San Diego - A multitude of fungi live in our ecosystem, and we can hope for peaceful coexistence with them - staying free from infection - but this is not always the rule. Sometimes when the immune system takes a turn for the worse fungi seize the opportunity to multiply and clinical presentation is the result.

At the American Academy of Dermatology's Summer Academy '06, Mahmoud A. Ghannoum, Ph.D., E.M.B.A., spoke in detail on the superficial, deep and systemic fungi that clinically affect patients, the current therapies available to the dermatologist and how they are employed to successfully combat these infections. He is a professor in the department of dermatology, director of the Center for Medical Mycology and co-director of the Skin Diseases Research Center at Case Western Reserve University in Cleveland.

According to Dr. Ghannoum, fungal infections are classified into superficial, subcutaneous, opportunistic and systemic. It is the superficial fungi that are of particular interest to the practicing clinician, because they are the most rampant and the most common reason why a patient with a fungal infection may seek out a dermatologist for help.

Causes, symptoms

Tinea barbae is a superficial infection of the bearded area of men and is caused by Trichophyton verrucosum and Trichophyton mentagrophytes.

The infection presents clinically as erythematous patches of the face and neck, showing scaling, fragile lusterless hairs and a tendency to folliculitis.
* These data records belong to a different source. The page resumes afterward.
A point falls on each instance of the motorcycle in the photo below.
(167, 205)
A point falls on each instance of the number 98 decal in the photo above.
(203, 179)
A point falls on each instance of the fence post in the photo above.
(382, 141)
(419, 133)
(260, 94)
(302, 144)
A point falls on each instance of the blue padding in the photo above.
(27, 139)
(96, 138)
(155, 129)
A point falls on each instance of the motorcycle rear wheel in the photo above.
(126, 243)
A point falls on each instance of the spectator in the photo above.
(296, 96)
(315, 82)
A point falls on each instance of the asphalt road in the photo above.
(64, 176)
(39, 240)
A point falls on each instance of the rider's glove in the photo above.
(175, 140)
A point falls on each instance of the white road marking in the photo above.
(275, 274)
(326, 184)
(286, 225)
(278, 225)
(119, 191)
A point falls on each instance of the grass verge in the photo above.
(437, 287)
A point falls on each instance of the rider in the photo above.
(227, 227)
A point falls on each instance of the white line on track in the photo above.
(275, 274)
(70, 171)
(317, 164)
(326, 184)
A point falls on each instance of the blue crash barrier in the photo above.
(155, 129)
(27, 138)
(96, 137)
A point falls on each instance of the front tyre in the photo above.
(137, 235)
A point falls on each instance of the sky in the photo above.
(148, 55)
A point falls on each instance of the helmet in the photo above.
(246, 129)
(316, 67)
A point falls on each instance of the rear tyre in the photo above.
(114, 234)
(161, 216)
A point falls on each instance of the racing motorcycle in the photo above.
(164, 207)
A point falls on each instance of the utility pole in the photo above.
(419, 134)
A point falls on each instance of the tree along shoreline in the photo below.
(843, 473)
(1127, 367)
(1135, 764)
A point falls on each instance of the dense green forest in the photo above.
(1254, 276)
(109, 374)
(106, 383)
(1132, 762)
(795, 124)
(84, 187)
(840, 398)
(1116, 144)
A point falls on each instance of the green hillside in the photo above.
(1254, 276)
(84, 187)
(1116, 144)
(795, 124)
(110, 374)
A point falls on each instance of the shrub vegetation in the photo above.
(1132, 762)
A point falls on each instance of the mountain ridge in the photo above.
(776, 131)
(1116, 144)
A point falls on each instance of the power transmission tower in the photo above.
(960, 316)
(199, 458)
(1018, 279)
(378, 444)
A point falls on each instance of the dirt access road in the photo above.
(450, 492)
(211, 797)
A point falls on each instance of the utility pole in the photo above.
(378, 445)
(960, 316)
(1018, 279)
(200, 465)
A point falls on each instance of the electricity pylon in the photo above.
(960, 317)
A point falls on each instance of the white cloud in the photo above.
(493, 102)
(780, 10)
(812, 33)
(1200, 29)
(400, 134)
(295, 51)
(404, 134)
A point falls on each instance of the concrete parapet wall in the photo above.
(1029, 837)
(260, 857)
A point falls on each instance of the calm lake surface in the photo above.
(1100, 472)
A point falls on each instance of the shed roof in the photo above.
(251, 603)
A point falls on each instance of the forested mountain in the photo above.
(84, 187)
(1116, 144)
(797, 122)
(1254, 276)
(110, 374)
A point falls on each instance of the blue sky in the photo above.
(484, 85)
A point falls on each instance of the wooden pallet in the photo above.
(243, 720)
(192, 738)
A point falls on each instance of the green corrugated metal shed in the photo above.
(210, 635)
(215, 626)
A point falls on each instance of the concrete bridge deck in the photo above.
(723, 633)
Tinea corporis is most commonly caused by Trichophyton rubrum, Tricophyton mentagrophytes and Epidermophyton floccosum, with a cutaneous presentation varying from scattered follicular to well-defined annular or doughnut-shaped lesions. Tinea cruris is also caused by Trichophyton rubrum, Tricophyton mentagrophytes and Epidermophyton floccosum and is much more common in males. Clinically, this infection involves the groin, buttocks, scrotum and penis, and appears as brown to beefy-red serpiginous, scaly lesions.

Dr. Ghannoum describes tinea capitis as an infection involving the hair follicles of the scalp, eyebrows and eyelashes. It can manifest in different clinical forms that may appear mild with only slight scaling or acutely inflammatory. Some infections even result in severe scarring. The infections can be divided into an ectothrix form (where arthroconidia form a sheath on the surface of the hair shaft), and an endothrix form (where arthroconidia and favic form long fungal filaments within the hair shafts).

Ectothrix infections are caused by Microsporum canis and Microsporum audouinii and endothrix infections by Trichophyton tonsurans. In the absence of hair parasitism, Epidermophyton floccosum is then the cause of infection.

According to Dr. Ghannoum, tinea unguium presents with four different clinical patterns of nail involvement, namely distal subungual invasion, proximal subungual invasion, white superficial invasion and Candida onychomycosis (chronic mucocutaneous candidiasis). More than 90 percent of infections are caused by Trichophyton rubrum with Trichophyton mentagrophytes coming in a far second.